Returns the Bayesian and Akaike information criteria of a regime-(ii) fit,
together with the integrated completed likelihood (ICL). All three are
computed against the empirical log-likelihood of the samples used to fit
the model and are reported on the same scale (smaller is better). They are
NA for regimes that do not have an empirical likelihood ("moment",
"kld").
Arguments
- fit
A gmm_fit.
Details
The ICL of Biernacki, Celeux and Govaert (2000) adds to the BIC twice the
entropy of the fitted classification,
\(\mathrm{ICL} = \mathrm{BIC} + 2 E_N\), where
\(E_N = -\sum_{i,k} \gamma_{ik} \log \gamma_{ik} \ge 0\) is the entropy of
the responsibilities \(\gamma_{ik}\). It therefore penalises mixtures whose
components overlap (uncertain assignments), and favours well-separated
clustering solutions over the merely best-fitting ones.
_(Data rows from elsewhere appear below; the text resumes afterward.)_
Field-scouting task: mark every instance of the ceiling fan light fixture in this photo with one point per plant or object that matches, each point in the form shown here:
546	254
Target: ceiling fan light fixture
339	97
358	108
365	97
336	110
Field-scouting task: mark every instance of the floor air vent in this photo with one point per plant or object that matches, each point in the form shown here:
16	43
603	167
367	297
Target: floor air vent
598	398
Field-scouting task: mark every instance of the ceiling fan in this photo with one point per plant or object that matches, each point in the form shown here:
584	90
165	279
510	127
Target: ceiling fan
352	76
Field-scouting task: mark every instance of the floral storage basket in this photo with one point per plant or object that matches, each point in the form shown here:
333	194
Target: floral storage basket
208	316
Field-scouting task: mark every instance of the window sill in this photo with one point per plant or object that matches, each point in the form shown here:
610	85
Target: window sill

Because
\(E_N \ge 0\), the ICL is never smaller than the BIC, and the two coincide
for a single component (\(K = 1\)), where every responsibility is one. The
classification entropy itself is returned as classification_entropy.
References
Biernacki, C., Celeux, G. and Govaert, G. (2000) Assessing a mixture model for clustering with the integrated completed likelihood. IEEE Transactions on Pattern Analysis and Machine Intelligence 22(7), 719–725. doi:10.1109/34.865189
Examples
x <- matrix(stats::rnorm(200), ncol = 2)
tgt <- gmm_target_from_samples(x)
fit <- fit_proxymix(tgt, N = 2L, regime = "sample", max_iter = 25L)
bic_aic(fit)
#> $bic
#> [1] 637.4143
#>
#> $aic
#> [1] 608.7574
#>
#> $icl
#> [1] 718.8163
#>
#> $classification_entropy
#> [1] 40.70102
#>
#> $n_params
#> [1] 11
#>